Was it innate intelligence?  Was it luck?  Did he guess the correct coin flip 15 times in a row?

Most likely it was a combination of hard work, shrewd acumen, an attuned gut, and dumb luck.  Indeed, Miller could do no wrong.

On New Year’s Day 2006, Miller should’ve hung it up.  He had nothing to prove.  He should’ve quit while he was ahead, and taken to wood whittling or restoring old cars.

Like an aging fight champ, Miller had lost his edge.  He just didn’t know it yet.  The market had changed.  He hadn’t.  In short, he’d become a disaster waiting to happen.

How to Blow $12.2 Billion in No Time Flat

When the stock market peaked out in mid-2007, in the early days leading up to the 2008-09 crash, Miller knew exactly what to do.  Like now, it was unclear in the fall of 2007 if the moderate decline that had occurred was merely the market coiling for the next spring upward or if it was rolling over for a more advanced decline.
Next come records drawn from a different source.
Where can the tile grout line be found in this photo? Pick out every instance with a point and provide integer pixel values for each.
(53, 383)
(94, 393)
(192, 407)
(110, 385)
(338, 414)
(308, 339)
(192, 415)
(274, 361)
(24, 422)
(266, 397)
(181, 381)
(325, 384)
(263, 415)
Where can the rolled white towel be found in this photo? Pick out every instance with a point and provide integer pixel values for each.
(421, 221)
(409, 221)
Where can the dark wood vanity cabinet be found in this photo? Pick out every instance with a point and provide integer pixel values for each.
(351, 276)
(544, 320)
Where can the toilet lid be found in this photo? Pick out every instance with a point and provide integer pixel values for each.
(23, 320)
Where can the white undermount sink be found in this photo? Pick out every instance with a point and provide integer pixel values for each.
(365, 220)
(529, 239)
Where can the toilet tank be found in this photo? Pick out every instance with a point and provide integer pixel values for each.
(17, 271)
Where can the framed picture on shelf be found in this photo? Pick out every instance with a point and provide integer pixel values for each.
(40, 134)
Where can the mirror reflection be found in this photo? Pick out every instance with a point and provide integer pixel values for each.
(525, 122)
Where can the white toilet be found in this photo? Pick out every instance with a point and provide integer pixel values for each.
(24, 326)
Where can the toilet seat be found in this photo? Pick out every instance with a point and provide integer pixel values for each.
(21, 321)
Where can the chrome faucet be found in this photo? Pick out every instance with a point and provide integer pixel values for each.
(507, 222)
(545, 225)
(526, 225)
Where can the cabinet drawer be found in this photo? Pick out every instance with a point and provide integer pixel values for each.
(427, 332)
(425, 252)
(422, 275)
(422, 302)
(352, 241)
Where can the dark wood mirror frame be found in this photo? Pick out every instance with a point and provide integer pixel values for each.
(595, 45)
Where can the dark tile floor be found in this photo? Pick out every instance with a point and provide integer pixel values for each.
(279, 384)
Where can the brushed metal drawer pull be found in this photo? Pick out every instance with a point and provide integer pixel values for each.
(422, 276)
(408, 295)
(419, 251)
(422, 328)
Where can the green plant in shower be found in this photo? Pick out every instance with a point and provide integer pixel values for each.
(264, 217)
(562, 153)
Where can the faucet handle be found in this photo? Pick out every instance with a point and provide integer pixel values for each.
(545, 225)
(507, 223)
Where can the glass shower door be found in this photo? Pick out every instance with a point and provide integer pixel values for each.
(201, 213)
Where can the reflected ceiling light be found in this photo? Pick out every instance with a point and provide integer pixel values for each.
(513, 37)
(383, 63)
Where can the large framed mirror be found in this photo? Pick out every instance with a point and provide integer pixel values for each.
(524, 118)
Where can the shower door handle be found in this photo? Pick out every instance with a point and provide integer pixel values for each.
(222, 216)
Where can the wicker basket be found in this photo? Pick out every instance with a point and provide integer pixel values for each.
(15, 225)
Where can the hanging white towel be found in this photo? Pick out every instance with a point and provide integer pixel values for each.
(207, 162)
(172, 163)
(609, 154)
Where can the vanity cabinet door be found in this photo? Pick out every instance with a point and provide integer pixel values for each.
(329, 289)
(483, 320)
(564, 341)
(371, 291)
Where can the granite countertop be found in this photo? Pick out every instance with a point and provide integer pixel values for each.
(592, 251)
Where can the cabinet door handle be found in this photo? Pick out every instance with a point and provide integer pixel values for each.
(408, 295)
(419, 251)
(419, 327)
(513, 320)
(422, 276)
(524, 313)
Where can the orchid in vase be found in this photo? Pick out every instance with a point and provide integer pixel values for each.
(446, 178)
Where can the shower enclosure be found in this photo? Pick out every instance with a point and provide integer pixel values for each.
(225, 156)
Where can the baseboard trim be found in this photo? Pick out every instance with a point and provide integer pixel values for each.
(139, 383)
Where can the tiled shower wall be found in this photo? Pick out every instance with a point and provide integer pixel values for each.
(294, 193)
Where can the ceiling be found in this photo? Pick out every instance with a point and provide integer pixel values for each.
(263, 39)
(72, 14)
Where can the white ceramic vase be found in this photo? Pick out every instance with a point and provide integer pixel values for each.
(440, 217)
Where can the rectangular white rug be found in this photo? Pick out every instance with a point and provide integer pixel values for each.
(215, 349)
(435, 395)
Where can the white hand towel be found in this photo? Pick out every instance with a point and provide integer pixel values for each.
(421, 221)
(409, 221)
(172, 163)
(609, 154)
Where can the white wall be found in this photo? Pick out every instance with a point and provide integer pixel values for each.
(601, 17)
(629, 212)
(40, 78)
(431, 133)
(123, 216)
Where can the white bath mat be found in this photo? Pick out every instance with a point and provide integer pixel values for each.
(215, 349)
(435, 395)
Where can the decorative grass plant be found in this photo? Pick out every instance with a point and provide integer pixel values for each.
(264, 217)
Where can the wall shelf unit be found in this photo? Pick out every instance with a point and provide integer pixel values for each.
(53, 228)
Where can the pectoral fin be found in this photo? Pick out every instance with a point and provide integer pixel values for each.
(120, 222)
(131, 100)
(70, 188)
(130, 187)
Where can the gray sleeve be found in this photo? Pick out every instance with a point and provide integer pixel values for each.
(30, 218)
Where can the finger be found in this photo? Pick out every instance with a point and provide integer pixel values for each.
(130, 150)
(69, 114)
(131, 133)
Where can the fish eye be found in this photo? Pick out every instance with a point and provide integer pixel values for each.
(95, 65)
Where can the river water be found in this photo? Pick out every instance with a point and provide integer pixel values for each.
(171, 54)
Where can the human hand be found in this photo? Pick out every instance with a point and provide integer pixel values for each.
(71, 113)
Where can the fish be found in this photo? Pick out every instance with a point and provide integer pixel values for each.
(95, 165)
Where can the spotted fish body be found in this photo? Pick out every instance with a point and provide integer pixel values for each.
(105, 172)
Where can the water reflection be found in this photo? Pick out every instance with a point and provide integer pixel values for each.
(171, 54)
Miller held his licked finger up to the air and felt an amiable warm breeze blowing across the land.  So, like what he’d always done, he seized the moment, and began Martingale betting the market.  What we mean is he was buying the dip with ever increasing bets.  Business Insider, in a December 10, 2008 article titled, The Fall of Bill Miller, offered the gory particulars:

Mr. Miller was in his element a year ago when troubles in the housing market began infecting financial markets.  Working from his well-worn playbook, he snapped up American International Group Inc., Wachovia Corp., Bear Stearns Cos. and Freddie Mac.  As the shares continued to fall, he argued that investors were overreacting.  He kept buying.

What he saw as an opportunity turned into the biggest market crash since the Great Depression.  Many Value Trust holdings were more or less wiped out.  

After 15 years of placing savvy bets against the herd, Mr. Miller had been trampled by it…”

Between late-2007 and late-2008 the Legg Mason Value Trust fund collapsed nearly 60 percent, wiping out the gains that had been accrued in the funds lengthy market beating win streak.  Fund assets under management collapsed from $16.5 billion to $4.3 billion.

There are many fun and interesting ways to blow $12.2 billion in no time flat.  Some people buy professional sports teams.  Others buy expensive hotels and private tropical islands with outdoor air conditioning.  Some build indoor ski resorts in the desert.  Others start businesses that consume massive amounts of capital producing electric cars.  Some even get mixed up with questionable women with names like Stormy Daniels.

Miller, no doubt, was lacking in creativity.  For Miller did none of these things.  He merely flushed $12.2 billion – which represented the hard work, hopes and dreams of countless fund investors – down the toilet.  What a waste.

“Every decision to buy anything has been wrong,” said Miller following his disastrous performance.

There are dips to buy and dips not to buy.  The stock market dip that occurred between mid-2007 and mid-2008 was a dip not to buy.  Most likely the next stock market dip will be a dip not to buy too.